Snake Island: Where Venomous Snakes Are Literally Everywhere

by Pauli Poisuo

If the real world were a video game, Ilha da Queimada Grande would be that one highly buggy and left over area of the map that the developers really hope you don’t find. The sort of place that you probably wouldn’t survive or escape from, regardless of your skill or character’s level, because it straight-up does not follow the normal rules of the game.

At first glance, this real-and-definitely-not-a-video-game place seems like a perfectly lush and idyllic island off the shores of Brazil. You can even see all sorts of birds circling it, which only adds to the inviting atmosphere. But if you pay close attention, you may notice that more birds seem to land on the island than fly away from it.

And if you were to, say, try to land yourself, in order to explore this mystery, you wouldn't make it very far, because there would be snakes. Not because you chose the wrong spot, but because all the spots are full of snakes — an estimated one to five snakes per square meter, or, the size of a medium-small sandbox. Oh, and if you were to get bitten by one, you’d suddenly feel your calf ... melting?

Wait, what?

Congratulations! Like so many careless migratory birds, you’ve unwittingly landed on a piece of land that locals know as Snake Island, and life is about to get really, really unpleasant … and very, very brief. Ilha da Queimada Grande is home to a particularly nasty type of lancehead viper, which has evolved its venom into a hyper-potent, flesh-melting tool of complete and utter destruction. Thousands of these two-foot-long creatures live on the island, feasting on birds and biting every animal that looks bite-worthy.

Which very much includes humans.

That doesn’t mean humanity hasn’t tried to live in the place, though. Homo sapiens gotta Homo sapiens, and there’s no place we’re not prepared to at least try and populate. However, rarely have humans experienced such a crushing defeat as we have at the metaphorical hands of Snake Island’s slithering population. Fact and horror movie-worthy legend intertwine in tales about the fate of people who have attempted to stay on Ilha da Queimada Grande, including the stories about a lighthouse keeper family that had to flee into the forest after snakes invaded their dwelling en masse, and when they ran for their lives, other snakes bit them.

Not on their legs, either.

The snakes were in the trees.

Which means they were bitten in the face.

All of this sounds a bit too face-meltingly creepy to be real, but then again, so does an island-sized Raiders of the Lost Ark-style snake pit where every snake can kill you within an hour, and if local legend is anything to go by, leaves you lying dead in a massive wading pool of your own gore.

So, what kind of hardy resident would brave the many terrors of Snake Island? No one, that’s who. This isn’t that kind of survival story. In fact, the island is considered to be so utterly unsurvivable that the Brazilian government has strictly prohibited setting foot there without permission, presumably because the authorities have grown tired of the nightmares they get from constantly picking up leaky bodies from the shore.

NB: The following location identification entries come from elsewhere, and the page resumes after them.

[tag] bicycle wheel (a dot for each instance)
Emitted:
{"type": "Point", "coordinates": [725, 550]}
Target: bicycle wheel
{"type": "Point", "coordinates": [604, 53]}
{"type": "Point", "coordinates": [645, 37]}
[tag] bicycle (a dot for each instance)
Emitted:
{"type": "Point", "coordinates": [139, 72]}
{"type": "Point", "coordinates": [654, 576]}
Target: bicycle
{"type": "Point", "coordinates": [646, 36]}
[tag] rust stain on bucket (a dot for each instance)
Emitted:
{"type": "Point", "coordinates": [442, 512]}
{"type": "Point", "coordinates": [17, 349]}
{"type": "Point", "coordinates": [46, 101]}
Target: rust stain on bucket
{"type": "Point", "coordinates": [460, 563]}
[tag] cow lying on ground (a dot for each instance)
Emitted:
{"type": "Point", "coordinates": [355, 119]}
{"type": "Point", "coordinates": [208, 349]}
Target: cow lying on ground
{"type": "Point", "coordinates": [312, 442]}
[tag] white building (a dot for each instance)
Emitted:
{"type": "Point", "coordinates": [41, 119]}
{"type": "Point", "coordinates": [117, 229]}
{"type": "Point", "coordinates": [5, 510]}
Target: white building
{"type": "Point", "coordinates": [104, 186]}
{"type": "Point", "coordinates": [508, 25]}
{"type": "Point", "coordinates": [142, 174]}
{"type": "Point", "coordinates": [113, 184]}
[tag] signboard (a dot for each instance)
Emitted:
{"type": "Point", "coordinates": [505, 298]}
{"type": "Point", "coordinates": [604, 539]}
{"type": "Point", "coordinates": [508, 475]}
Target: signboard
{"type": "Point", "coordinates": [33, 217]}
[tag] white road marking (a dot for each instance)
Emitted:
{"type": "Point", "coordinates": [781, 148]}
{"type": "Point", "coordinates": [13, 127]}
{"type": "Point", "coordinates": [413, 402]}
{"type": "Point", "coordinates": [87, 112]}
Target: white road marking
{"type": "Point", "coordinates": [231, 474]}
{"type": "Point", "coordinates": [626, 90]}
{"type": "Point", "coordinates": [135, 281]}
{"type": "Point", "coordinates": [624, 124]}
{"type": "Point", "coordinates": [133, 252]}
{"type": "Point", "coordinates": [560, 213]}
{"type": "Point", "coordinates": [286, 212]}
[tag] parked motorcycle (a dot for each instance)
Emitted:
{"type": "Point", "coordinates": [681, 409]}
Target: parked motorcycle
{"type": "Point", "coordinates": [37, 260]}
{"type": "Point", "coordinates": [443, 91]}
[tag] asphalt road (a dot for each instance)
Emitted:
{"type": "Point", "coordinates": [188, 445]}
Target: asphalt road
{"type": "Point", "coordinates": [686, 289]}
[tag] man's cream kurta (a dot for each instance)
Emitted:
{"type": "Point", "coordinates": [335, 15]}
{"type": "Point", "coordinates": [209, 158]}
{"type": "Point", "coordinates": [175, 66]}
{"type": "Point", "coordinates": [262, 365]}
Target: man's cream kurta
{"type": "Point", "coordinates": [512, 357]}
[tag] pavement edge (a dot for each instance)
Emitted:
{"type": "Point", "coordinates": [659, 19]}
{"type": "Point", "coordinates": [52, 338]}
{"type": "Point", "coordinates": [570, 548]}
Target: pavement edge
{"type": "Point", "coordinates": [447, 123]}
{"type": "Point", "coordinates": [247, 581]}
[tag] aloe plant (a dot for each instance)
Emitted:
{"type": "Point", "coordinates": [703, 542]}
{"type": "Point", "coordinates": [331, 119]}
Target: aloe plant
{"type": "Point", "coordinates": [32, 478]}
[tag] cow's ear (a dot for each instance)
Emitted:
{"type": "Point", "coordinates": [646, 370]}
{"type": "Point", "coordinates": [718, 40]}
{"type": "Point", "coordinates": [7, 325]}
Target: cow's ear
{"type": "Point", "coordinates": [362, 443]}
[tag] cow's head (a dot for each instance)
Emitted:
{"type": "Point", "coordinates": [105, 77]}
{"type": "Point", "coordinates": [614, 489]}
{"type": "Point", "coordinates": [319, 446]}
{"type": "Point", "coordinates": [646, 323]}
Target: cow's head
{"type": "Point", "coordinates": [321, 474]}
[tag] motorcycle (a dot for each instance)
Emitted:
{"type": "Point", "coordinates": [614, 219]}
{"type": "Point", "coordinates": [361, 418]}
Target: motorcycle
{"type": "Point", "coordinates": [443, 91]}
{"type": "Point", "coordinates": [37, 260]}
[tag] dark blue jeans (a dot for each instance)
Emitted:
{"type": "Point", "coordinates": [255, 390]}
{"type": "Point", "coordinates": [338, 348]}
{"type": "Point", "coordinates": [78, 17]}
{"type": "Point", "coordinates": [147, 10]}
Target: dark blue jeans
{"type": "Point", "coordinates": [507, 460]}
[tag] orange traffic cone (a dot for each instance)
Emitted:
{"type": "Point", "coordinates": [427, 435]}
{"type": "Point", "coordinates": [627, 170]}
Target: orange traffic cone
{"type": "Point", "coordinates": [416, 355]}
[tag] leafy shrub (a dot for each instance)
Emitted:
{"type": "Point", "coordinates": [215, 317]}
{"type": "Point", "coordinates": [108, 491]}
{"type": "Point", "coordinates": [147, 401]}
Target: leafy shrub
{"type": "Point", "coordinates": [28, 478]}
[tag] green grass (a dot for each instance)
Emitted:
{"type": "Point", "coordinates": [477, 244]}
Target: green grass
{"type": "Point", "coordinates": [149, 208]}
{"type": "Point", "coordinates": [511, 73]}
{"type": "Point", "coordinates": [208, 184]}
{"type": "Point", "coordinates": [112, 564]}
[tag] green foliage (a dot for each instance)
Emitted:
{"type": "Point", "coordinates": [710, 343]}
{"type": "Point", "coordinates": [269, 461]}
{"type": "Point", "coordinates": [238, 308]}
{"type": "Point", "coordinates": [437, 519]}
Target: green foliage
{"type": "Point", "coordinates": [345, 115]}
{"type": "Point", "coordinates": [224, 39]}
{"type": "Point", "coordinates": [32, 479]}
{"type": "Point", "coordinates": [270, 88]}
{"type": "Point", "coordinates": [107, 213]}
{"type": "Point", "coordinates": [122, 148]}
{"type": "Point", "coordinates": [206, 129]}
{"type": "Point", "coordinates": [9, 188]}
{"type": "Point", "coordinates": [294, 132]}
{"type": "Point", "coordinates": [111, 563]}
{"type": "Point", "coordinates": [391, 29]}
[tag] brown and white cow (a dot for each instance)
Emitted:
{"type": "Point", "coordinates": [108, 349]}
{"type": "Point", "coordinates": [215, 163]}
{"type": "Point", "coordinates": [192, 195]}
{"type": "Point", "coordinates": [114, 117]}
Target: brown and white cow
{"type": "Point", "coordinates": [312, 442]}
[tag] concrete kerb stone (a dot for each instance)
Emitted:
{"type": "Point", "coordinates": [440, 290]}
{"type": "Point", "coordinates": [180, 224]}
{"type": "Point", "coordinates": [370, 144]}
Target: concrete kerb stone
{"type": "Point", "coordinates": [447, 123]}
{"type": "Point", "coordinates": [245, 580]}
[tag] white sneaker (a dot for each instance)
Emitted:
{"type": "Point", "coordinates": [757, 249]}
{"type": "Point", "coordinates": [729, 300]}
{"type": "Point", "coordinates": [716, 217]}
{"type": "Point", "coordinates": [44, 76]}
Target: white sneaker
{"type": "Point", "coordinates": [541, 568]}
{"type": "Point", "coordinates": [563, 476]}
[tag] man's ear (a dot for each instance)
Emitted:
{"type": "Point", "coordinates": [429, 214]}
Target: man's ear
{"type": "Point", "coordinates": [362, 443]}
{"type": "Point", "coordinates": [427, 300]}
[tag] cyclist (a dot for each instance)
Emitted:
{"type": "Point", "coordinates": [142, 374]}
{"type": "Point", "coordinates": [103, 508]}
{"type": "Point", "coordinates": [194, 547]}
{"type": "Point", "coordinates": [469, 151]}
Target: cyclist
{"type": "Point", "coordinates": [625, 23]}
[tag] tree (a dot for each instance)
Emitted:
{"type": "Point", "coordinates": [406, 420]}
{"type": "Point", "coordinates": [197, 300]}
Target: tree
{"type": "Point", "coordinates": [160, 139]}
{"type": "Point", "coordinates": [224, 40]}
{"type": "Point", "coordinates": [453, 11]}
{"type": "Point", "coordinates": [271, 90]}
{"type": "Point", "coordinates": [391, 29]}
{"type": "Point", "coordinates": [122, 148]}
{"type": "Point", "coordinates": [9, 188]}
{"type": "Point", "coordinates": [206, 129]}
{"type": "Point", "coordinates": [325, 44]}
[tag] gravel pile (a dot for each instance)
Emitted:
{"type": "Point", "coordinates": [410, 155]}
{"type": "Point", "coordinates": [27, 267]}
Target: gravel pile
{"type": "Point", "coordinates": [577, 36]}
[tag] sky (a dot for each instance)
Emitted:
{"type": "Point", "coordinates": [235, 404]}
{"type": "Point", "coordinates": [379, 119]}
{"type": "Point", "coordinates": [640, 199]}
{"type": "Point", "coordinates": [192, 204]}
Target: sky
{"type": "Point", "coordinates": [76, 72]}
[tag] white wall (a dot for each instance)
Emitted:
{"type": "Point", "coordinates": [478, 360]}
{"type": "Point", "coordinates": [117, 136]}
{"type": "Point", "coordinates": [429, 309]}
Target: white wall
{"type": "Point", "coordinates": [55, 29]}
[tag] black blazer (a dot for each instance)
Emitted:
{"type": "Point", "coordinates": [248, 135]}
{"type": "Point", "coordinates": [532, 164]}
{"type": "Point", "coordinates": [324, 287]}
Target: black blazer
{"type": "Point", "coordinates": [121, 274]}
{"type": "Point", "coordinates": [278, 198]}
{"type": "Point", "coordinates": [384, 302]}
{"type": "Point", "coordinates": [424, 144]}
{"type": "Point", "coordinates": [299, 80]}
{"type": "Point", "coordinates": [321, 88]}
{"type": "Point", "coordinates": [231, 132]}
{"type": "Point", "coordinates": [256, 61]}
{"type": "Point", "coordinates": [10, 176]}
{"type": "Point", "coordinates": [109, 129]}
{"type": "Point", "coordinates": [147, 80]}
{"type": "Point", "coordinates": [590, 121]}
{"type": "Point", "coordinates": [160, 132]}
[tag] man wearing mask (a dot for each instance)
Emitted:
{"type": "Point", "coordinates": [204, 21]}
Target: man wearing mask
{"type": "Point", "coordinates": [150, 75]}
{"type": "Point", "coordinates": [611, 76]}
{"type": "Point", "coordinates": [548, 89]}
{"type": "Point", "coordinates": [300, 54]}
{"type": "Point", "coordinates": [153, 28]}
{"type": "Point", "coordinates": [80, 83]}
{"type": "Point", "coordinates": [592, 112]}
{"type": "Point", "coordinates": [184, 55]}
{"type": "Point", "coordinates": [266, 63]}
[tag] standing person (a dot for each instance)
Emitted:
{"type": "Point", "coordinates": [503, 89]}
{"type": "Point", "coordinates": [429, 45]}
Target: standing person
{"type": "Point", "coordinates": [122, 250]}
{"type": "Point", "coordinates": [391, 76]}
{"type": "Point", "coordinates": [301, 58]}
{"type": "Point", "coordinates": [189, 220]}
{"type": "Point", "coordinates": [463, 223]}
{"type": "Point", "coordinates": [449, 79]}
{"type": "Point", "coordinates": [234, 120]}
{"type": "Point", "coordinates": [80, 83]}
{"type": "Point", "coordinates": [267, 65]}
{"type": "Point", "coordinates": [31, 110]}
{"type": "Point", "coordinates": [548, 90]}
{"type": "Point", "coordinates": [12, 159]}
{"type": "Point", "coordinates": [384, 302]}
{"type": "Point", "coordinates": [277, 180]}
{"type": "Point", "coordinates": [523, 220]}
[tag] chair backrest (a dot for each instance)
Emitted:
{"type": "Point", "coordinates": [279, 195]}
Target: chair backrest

Instead, this is a tale of the way humanity can take a look at an insurmountable obstacle (“We really want to go to Moon, but we can’t live there”) and find a creative solution (“Eh, let’s just go there to pick up some rocks for science, and plant a flag while we’re there”).

See, no one lives on Snake Island. However, people do visit all the time. The people who visit are scientists, and they’re slowly — and, you’d assume, extremely carefully — figuring out how to use the snakes’ super-strong venom’s medicinal properties to treat various cardiovascular problems. Which … thanks snakes, I guess?